Volume 1 Number 16
April 19, 2004








Florida’s Chief Financial Officer and Miami-Dade’s top prosecutor are teaming up to combat auto insurance fraud, which costs Florida families as much as $250 annually.  CFO Tom Gallagher and Miami-Dade State Attorney Katherine Fernandez Rundle today announced the hiring of a prosecutor who will be dedicated to prosecuting personal injury protection (PIP) fraud cases.

Nina Vivenzio, who formerly served as an assistant chief in the Career Criminal/Robbery Division of the Miami-Dade State Attorney’s Office, stepped into her new role of PIP fraud prosecutor last month.  She will be based in Miami, where the Department of Financial Services’ Division of Insurance Fraud has made nearly 600 PIP fraud arrests since 1999.  That represents nearly 60 percent of all fraud arrests in that region. 

“Florida families should be protected from criminals bent on bilking the system,” said Gallagher, who oversees the Department of Financial Services.  “These individuals will be brought to justice by a prosecutor dedicated to PIP fraud cases, not lost in a backlog of cases.”

In her previous position, Vivenzio was one of the assistance chiefs responsible for the supervision of the prosecution of all career criminal cases in the State Attorney’s Office.  She has extensive experience in dealing with criminal cases, including the prosecution of multi-defendant, complex schemes.

“A full-time prosecutor dedicated to prosecuting PIP cases is needed to stem the tide of increasing numbers of PIP schemes,” said Fernandez Rundle.  “We’re sending a message to unscrupulous doctors, lawyers, clinic owners and phony accident victims that Florida intends to make them pay society back.”

The Florida Automobile Joint Underwriting Association (FAJUA), the state’s insurer of last resort for consumers unable to find coverage in the private market, is also partnering with the Department of Financial Services and the Miami-Dade State Attorney’s Office to provide the new prosecutor’s position.

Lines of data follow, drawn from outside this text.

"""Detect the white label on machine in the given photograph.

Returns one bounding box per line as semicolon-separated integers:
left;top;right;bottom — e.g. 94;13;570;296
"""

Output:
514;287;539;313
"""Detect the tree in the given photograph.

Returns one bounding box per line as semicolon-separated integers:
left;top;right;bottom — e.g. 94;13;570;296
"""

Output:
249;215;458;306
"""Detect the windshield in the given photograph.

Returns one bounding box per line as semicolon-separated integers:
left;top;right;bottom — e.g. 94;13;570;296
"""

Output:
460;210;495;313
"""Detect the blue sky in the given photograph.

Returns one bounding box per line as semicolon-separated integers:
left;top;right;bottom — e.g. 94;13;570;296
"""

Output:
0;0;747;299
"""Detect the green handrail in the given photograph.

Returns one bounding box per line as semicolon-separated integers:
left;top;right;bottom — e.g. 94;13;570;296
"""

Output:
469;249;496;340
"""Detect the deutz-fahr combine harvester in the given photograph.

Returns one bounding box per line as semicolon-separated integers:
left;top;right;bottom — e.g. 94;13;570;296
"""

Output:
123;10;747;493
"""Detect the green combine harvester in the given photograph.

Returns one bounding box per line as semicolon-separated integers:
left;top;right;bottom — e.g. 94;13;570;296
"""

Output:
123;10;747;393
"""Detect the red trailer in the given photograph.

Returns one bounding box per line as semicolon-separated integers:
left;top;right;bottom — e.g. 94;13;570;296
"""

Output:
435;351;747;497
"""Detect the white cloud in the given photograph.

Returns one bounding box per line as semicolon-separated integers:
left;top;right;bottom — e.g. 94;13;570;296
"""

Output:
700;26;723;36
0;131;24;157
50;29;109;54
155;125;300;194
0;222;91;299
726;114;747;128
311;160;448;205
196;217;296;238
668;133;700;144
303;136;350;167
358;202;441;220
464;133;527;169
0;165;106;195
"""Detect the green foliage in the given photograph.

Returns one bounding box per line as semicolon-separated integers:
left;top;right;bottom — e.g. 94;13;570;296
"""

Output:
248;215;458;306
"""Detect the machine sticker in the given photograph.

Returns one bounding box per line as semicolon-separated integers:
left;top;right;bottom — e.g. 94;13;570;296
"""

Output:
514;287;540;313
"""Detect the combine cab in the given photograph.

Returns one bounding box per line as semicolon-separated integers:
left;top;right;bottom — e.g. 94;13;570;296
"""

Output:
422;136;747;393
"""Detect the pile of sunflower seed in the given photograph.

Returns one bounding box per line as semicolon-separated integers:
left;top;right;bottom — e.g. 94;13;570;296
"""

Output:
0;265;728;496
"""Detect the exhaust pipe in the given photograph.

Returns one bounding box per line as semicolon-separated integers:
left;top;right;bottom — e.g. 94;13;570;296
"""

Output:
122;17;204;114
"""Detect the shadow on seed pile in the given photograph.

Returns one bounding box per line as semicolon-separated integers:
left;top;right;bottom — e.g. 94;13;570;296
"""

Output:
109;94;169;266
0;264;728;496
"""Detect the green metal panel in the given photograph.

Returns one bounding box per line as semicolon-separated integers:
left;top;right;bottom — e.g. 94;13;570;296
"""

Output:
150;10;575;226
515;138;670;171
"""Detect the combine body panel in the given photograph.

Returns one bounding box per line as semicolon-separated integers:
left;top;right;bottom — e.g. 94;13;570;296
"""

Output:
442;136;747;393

“Scam artists seeking to profit by falsifying PIP claims should know that this new prosecutor is on board and eager to prosecute fraud offenders,” said Eli Feinberg, Chairman of the FAJUA Board of Directors.  “This is a vital step toward a healthier auto insurance market.”

The Coalition Against Insurance Fraud estimates that auto insurance fraud, particularly the fast growing problem of PIP fraud, costs Florida’s economy more than $1.1 billion a year in higher premiums and higher costs for goods and services.  Florida law requires drivers to carry a minimum of $10,000 in PIP coverage and $10,000 in property damage liability coverage.  PIP coverage provides up to $10,000 per victim for medical bills, regardless of who is at fault.

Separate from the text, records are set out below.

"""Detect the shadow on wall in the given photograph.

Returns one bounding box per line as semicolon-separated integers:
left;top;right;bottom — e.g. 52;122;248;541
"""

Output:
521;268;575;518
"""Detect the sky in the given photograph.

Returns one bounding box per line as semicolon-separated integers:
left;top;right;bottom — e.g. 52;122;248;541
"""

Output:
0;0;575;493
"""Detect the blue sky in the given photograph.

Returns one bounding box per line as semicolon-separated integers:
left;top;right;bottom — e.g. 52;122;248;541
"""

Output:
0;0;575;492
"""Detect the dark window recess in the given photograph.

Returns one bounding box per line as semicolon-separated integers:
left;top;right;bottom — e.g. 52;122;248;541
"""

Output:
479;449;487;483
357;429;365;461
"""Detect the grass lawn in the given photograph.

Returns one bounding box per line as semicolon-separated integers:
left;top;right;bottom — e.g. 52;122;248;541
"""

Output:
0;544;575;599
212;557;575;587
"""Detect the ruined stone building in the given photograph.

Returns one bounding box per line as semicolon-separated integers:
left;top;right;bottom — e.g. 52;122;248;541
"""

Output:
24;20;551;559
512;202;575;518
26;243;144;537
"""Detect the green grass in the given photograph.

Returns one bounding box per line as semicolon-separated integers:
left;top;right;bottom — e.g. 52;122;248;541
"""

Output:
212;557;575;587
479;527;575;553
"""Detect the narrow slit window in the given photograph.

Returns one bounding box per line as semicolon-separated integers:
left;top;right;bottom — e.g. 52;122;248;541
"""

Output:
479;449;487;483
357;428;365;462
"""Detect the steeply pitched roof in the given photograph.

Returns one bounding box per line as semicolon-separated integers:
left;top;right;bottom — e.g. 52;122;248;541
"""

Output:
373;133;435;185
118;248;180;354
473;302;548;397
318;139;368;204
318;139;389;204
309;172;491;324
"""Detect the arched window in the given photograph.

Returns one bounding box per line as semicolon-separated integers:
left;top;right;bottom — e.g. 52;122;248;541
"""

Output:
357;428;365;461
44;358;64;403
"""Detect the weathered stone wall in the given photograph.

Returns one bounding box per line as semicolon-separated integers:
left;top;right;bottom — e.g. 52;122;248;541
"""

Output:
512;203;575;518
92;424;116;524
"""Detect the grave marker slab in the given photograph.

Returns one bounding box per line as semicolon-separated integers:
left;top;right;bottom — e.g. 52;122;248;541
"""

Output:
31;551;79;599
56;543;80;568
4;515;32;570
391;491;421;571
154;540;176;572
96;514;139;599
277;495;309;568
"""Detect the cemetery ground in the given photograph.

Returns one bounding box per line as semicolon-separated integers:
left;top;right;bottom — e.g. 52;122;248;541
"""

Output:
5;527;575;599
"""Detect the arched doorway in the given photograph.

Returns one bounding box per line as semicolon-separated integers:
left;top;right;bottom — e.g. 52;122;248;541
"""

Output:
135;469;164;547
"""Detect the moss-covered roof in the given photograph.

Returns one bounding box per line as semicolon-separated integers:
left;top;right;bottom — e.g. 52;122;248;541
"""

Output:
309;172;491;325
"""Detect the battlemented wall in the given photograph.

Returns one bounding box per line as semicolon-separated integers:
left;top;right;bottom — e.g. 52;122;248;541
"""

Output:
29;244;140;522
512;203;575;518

PIP benefits are increasingly targeted by unscrupulous doctors, clinic owners, chiropractors and attorneys who bill insurance companies for services and procedures that are unnecessary or were never provided.  Accident victims are solicited, but just as often crashes are staged for the purpose of generating claims.  Since 1999, state fraud investigators have arrested 370 phony accident “victims.”

Over the past several years the Florida Legislature has put in place a number of reforms aimed at reducing PIP fraud.  In 2002, fee schedules were established for common procedures, such as MRIs, that have been exploited by PIP fraud perpetrators.  The Legislature also restricted the release of police accident reports and extended the time available to insurance companies to investigate suspicious claims.  Last year, legislators approved a mandatory two-year prison sentence for those convicted of organizing or participating in staged auto collisions.

The Department of Financial Services operates a fraud hotline at 1-800-378-0445 and offers up to $25,000 for information leading to an arrest and conviction in complex insurance fraud schemes.